Keine Frage, dieses Miet-Angebot habe ich sofort notiert. Ich werde mir die Werberechte im Pissoir sichern, ehe ein Pharma-Manager an diesem Ort Reklamevideos für Pillen zum Abbau von Nierensteinen und Blasenentzündungen schaltet. Mit der Marketing-Strahlkraft eines Urinals könnte man nicht nur stilgerecht die neuen Einkaufszentren pushen. Es müssten sich auch große Propaganda-Erfolge in der Politik erzielen lassen. Wer etwa in besagtem Lokal in der Langen Straße beim Strullen in die gütigen Augen eines verschlafenen Ministerpräsidenten schaut, weiß noch vor dem Einpacken, auf wen seine nächste Wahl fallen wird: eindeutig auf die saubere grüne Lösung ohne Saft und Energie.
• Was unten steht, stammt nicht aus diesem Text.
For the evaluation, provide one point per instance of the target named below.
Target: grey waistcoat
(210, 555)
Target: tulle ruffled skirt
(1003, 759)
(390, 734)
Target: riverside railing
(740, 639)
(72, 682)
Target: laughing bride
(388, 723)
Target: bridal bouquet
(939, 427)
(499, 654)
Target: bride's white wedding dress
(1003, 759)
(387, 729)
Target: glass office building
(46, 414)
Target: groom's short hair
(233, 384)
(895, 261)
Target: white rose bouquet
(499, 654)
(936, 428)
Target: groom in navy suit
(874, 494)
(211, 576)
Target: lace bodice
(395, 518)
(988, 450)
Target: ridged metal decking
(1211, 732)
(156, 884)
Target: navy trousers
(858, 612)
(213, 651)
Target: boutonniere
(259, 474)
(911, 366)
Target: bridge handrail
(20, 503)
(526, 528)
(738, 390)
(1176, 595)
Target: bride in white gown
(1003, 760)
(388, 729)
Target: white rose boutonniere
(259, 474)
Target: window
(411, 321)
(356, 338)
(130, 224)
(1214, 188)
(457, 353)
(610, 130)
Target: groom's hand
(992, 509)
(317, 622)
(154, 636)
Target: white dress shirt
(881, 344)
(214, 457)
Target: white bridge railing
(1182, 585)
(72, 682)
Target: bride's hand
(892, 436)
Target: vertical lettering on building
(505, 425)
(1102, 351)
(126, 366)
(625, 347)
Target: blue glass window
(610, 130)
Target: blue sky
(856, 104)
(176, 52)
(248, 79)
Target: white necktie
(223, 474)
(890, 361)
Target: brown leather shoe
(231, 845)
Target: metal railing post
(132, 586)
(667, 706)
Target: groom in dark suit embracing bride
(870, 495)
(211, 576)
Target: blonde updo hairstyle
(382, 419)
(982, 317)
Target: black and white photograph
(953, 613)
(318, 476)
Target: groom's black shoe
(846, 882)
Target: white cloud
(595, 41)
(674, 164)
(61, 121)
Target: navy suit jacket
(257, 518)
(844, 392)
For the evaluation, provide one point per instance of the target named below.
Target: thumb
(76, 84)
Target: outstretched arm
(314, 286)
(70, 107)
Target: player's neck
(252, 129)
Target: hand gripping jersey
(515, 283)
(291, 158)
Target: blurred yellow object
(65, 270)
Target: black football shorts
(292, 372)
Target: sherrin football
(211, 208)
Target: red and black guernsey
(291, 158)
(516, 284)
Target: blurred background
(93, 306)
Eine virtuell wie urinal gesteuerte Personality-Show in Kneipen hätte für alle Politiker eine nachhaltigere Wirkung als beispielsweise die fortwährenden Versuche des CDU-Flötisten Strobl, die Linken mit der Bemerkung anzupissen, sie seien „die Nachfolgepartei der SED“ - und damit, wie ich meine, der Darmfortsatz von Frau Merkels Mutterpartei.

An dieser Stelle bin ich endgültig im Enddarm angelangt, verehrtes Publikum, ich wünsche Ihnen einen erregenden Restwinter und einen sauber funktionierenden Darm in Ihrer Stadt mit Charme.